Businesses and households are fast losing confidence in the economy, according to data from two surveys released this morning. First, The Confederation of British Industry (CBI) index of confidence among consumer services businesses plunged to -55 in November, from -19 in August. The index for business and professional services also plummeted, from +9 to -29. Meanwhile, the British Retail Consortium (BRC)-Opinium tracker of consumer confidence showed expectations about the economy worsened between October and November, with the proportion of those feeling positive for the next three months down from 21% to 19%. 38% of those surveyed said they thought the economy would get worse in the next three months, while 36% said it would stay the same. BRC CEO Helen Dickinson said the data was a sign “many were worried about the economy in the lead up to Christmas”.
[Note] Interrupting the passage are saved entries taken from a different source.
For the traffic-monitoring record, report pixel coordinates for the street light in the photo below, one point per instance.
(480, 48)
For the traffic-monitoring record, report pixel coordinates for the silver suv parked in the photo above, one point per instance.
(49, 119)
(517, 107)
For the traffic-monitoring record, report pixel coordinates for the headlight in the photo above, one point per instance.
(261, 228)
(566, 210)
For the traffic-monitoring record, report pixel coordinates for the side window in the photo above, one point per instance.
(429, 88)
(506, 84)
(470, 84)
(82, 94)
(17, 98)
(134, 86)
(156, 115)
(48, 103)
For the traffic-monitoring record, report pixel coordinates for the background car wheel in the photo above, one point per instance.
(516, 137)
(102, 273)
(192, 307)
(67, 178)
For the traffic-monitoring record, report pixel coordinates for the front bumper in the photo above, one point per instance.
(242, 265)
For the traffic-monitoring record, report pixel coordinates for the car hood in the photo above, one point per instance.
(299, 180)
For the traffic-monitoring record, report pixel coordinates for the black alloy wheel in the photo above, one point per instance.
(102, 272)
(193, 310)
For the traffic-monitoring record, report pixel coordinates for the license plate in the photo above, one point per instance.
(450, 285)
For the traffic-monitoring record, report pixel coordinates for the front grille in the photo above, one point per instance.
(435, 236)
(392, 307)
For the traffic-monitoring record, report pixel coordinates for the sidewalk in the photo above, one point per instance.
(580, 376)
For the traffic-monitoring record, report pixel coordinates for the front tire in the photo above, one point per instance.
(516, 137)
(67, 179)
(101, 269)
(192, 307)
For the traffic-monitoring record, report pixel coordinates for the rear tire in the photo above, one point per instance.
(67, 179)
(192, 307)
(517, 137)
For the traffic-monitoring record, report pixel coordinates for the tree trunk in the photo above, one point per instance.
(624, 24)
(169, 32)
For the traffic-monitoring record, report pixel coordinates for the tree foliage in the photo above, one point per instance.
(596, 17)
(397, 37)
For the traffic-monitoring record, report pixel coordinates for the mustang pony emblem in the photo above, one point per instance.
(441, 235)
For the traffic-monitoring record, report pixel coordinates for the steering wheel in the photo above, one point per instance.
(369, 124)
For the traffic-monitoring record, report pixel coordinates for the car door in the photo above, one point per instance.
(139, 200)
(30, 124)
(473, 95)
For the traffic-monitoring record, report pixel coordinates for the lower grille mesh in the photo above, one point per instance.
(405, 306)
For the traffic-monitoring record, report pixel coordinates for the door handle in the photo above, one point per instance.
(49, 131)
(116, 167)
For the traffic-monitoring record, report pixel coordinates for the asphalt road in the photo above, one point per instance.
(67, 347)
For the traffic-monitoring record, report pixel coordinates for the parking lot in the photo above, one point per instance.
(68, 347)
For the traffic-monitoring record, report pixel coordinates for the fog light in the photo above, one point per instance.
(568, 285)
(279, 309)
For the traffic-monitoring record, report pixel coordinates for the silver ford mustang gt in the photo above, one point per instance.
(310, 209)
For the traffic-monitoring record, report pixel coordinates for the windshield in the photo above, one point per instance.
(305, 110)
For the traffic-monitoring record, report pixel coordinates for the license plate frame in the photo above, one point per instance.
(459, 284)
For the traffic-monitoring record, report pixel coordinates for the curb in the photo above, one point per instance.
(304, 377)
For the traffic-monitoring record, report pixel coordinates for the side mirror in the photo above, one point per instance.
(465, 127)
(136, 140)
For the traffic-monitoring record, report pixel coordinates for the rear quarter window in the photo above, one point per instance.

The number of cars produced in Britain has fallen for the eighth consecutive month, the Society of Motor Manufacturers and Traders (SMMT) says. UK factories made 15.3% fewer cars in October this year than last, producing only 670,346 units between January and October 2024, 10.8% lower than during the same period in 2023. The SMMT attributed the fall mainly to “weak” exports - although the number of cars produced for domestic use rose 5.3%, exports fell by 14.8% in the first 10 months of 2024, equivalent to 89,095 fewer cars being shipped overseas. The trade association added that a around a third of the cars made in Britain in October this year were battery electric, plug-in hybrid and hybrid electric.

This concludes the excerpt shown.